そこを統一レーベルにすることで、今後も書店での置き方、置かれ方も変わってくると思われます。
もうひとつこちら。
櫻木れが『彼氏くんと彼女ちゃん』 comicoノベルから初の書籍化(ITmedia|9月5日報)
NHN PlayArtは9月4日、同社のスマートコミック&ノベルサービス「comico(コミコ)」のcomicoノベルから『彼氏くんと彼女ちゃん』(櫻木れが)を書籍化すると発表した。文庫本の形式で、11月12日に双葉社へ委託する形で販売する。価格は583円(税別)。
LINEのような縦スクロール、バルーン(吹き出し)表示によるノベル形式が話題になったcomicoノベルも、通常の文庫本としてのレーベルが始動。
つまり、マンガにしろノベルにしろ、第一次発信こそスマホに適した縦スクロールであろうと、着地点としては「書店に置かれる」こと、それに適した形で提供されている。
そして第一次発信だけ見ても、「comico」スマホアプリDL数は1,000万DL以上。一概に比べることは出来ませんが、最盛期のジャンプの部数を超えています。
さらにcomicoのもう一手は……
大人の読者向け新サービス「comico+(仮)」年内スタートへ(ITmedia|9月1日報)

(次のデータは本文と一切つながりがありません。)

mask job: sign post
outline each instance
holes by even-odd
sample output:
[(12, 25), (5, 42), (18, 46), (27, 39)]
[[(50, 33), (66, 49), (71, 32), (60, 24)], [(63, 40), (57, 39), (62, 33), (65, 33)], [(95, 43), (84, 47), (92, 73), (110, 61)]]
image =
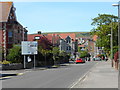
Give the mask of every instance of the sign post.
[(34, 69), (35, 69), (35, 55), (34, 55)]
[(24, 55), (24, 68), (26, 68), (25, 55), (34, 55), (34, 69), (35, 69), (35, 55), (38, 53), (37, 41), (22, 41), (22, 55)]
[(26, 64), (25, 64), (25, 55), (24, 55), (24, 68), (26, 68)]

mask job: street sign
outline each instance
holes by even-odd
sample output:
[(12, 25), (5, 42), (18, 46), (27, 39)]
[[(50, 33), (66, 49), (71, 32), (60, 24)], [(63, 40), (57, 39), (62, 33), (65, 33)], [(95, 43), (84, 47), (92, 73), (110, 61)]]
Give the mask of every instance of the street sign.
[(22, 41), (22, 55), (37, 54), (37, 41)]

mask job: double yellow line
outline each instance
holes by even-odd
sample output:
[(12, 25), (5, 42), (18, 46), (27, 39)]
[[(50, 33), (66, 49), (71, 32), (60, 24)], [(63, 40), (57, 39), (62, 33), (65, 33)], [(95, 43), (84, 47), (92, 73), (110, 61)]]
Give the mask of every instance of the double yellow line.
[(9, 75), (9, 76), (5, 76), (5, 77), (1, 77), (0, 79), (7, 79), (7, 78), (10, 78), (10, 77), (13, 77), (13, 76), (18, 76), (18, 75), (23, 75), (23, 73), (17, 73), (15, 75)]

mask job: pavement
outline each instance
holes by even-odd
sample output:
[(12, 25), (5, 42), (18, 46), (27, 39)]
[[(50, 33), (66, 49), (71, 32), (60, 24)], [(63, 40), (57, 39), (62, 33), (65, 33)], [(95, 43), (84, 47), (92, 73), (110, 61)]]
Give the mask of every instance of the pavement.
[(99, 61), (72, 88), (118, 88), (118, 73), (110, 59)]

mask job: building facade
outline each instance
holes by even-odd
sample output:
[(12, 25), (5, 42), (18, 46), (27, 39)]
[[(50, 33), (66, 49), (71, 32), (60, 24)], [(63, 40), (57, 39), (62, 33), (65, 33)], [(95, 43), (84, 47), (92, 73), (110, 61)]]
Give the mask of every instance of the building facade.
[(78, 50), (78, 42), (75, 33), (54, 33), (47, 34), (46, 37), (53, 46), (59, 47), (60, 51), (74, 54)]
[(21, 44), (27, 40), (27, 30), (16, 18), (16, 8), (13, 2), (0, 2), (0, 46), (4, 52), (3, 59), (6, 59), (8, 49), (14, 44)]
[(60, 34), (60, 36), (60, 50), (74, 55), (78, 51), (78, 40), (76, 39), (76, 35), (74, 33), (63, 33)]
[(37, 34), (28, 34), (27, 37), (28, 41), (37, 41), (43, 49), (51, 49), (52, 43), (45, 35), (38, 32)]

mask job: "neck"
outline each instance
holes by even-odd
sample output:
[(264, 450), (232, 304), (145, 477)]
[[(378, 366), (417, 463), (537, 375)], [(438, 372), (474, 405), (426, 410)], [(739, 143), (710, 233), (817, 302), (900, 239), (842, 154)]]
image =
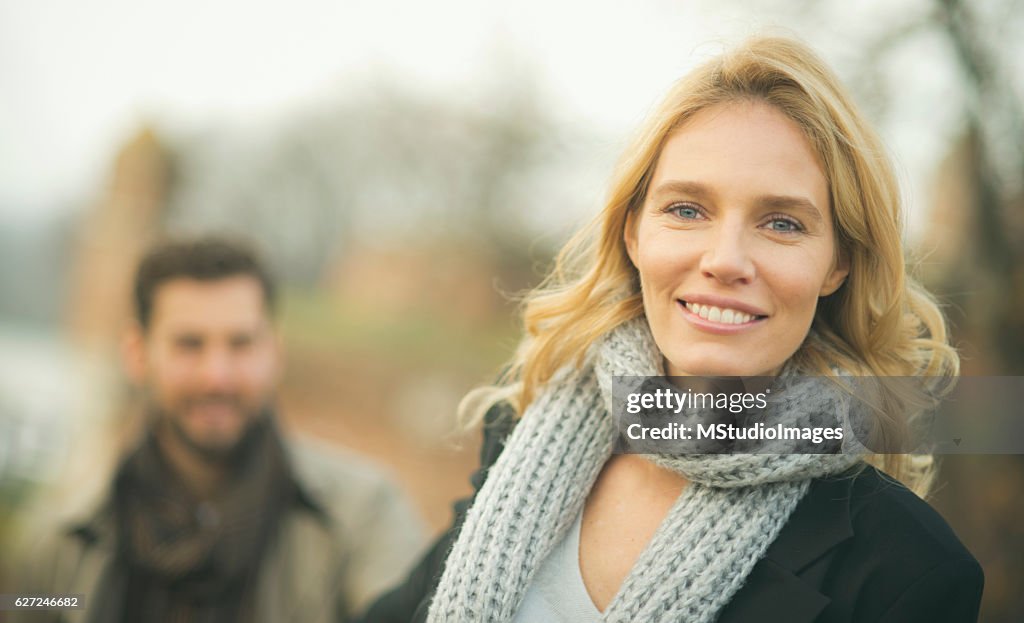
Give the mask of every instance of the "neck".
[(617, 463), (631, 470), (638, 477), (636, 487), (654, 491), (669, 491), (674, 500), (686, 486), (686, 476), (651, 461), (646, 454), (613, 454), (610, 463)]
[(224, 488), (228, 461), (201, 456), (166, 426), (156, 434), (157, 445), (168, 466), (200, 501), (210, 500)]

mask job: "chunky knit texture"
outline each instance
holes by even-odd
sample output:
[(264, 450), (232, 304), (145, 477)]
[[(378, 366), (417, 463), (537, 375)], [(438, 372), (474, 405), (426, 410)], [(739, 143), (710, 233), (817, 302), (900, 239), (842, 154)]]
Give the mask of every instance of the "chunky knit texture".
[[(582, 369), (555, 375), (530, 404), (468, 511), (428, 620), (511, 620), (534, 572), (583, 507), (616, 438), (616, 376), (663, 374), (643, 317), (609, 333)], [(793, 372), (784, 371), (790, 378)], [(769, 403), (778, 421), (845, 413), (847, 397), (799, 382)], [(776, 421), (775, 419), (772, 420)], [(690, 482), (603, 613), (615, 622), (714, 621), (807, 493), (863, 448), (836, 454), (652, 455)]]

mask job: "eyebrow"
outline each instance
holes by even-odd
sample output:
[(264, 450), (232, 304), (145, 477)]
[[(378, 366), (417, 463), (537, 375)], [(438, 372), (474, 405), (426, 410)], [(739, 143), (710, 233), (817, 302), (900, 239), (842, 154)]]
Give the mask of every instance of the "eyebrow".
[[(651, 193), (652, 196), (665, 194), (685, 194), (698, 199), (707, 199), (714, 195), (711, 189), (700, 182), (688, 182), (673, 180), (659, 185)], [(805, 197), (793, 197), (788, 195), (761, 195), (754, 200), (757, 207), (765, 210), (797, 210), (805, 213), (819, 224), (824, 222), (824, 217), (809, 199)]]

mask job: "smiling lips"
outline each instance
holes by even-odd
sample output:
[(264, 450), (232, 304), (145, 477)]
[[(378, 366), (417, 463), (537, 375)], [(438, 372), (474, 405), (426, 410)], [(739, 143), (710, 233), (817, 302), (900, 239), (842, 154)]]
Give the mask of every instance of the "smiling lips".
[(708, 300), (708, 297), (699, 298), (702, 299), (701, 302), (679, 299), (678, 303), (689, 312), (686, 317), (690, 322), (712, 333), (730, 334), (753, 326), (768, 317), (765, 314), (756, 313), (761, 310), (743, 303), (733, 303), (745, 308), (736, 309), (727, 306), (725, 301), (715, 300), (713, 302), (718, 304), (714, 305), (711, 304), (712, 301)]
[(714, 305), (701, 305), (699, 303), (686, 303), (686, 309), (711, 322), (722, 324), (746, 324), (759, 316), (754, 316), (738, 309), (722, 309)]

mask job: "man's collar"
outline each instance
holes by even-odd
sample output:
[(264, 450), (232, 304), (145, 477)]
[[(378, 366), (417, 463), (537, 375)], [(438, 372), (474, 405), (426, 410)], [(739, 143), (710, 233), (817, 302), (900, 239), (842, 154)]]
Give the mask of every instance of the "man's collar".
[[(148, 434), (148, 433), (147, 433)], [(310, 511), (318, 519), (329, 520), (327, 507), (321, 501), (320, 491), (313, 479), (309, 478), (296, 460), (293, 444), (289, 443), (274, 427), (274, 434), (280, 436), (284, 449), (285, 465), (289, 478), (295, 487), (295, 503)], [(145, 437), (143, 437), (143, 440)], [(125, 453), (113, 465), (102, 468), (102, 474), (94, 481), (87, 483), (74, 492), (74, 499), (67, 510), (60, 513), (59, 525), (68, 534), (75, 534), (90, 542), (113, 539), (114, 536), (114, 481), (124, 465), (125, 458), (134, 451), (140, 440), (131, 446), (132, 450)]]

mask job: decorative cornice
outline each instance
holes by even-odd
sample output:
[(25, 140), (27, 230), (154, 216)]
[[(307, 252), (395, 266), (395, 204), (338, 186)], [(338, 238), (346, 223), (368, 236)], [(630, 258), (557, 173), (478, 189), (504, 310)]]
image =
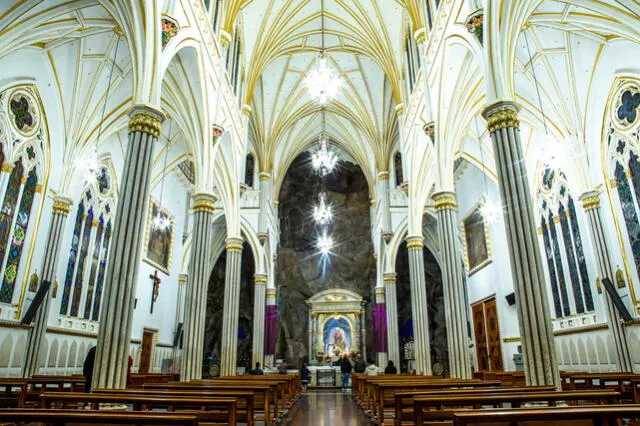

サービスの成長とともに多様化したユーザーのニーズに応えるため、リニューアルの実施およびcomico+(仮)の提供を決定した。 comico+(仮)は推奨年齢を18歳以上とし、より豊かな表現の作品を幅広いジャンルで展開していく。comicoの連載作品からも一部移籍するが、ノベルは掲載されない。推奨年齢を「18歳以上」とする新サービス「comico+(仮)」を年内開始。これはレーティングとしての「18禁」ではなく、「青年誌」ジャンルの開拓という意味に取るほうが正解でしょう。
「無料」ゆえに通学電車内の暇つぶしとして、中高生(若年層)のユーザーが多いと聞くcomico。さらにマンガをずっと読んで来たオトナが読むに足る「青年誌」ジャンルの拡充。
これは「これまでのマンガと違う」と、「これまでのマンガ家」が、感情で敬遠するには、もったいない話なのでは……と私は思うのです。
えー、つまり、comicoでなんか仕事できねえかな俺。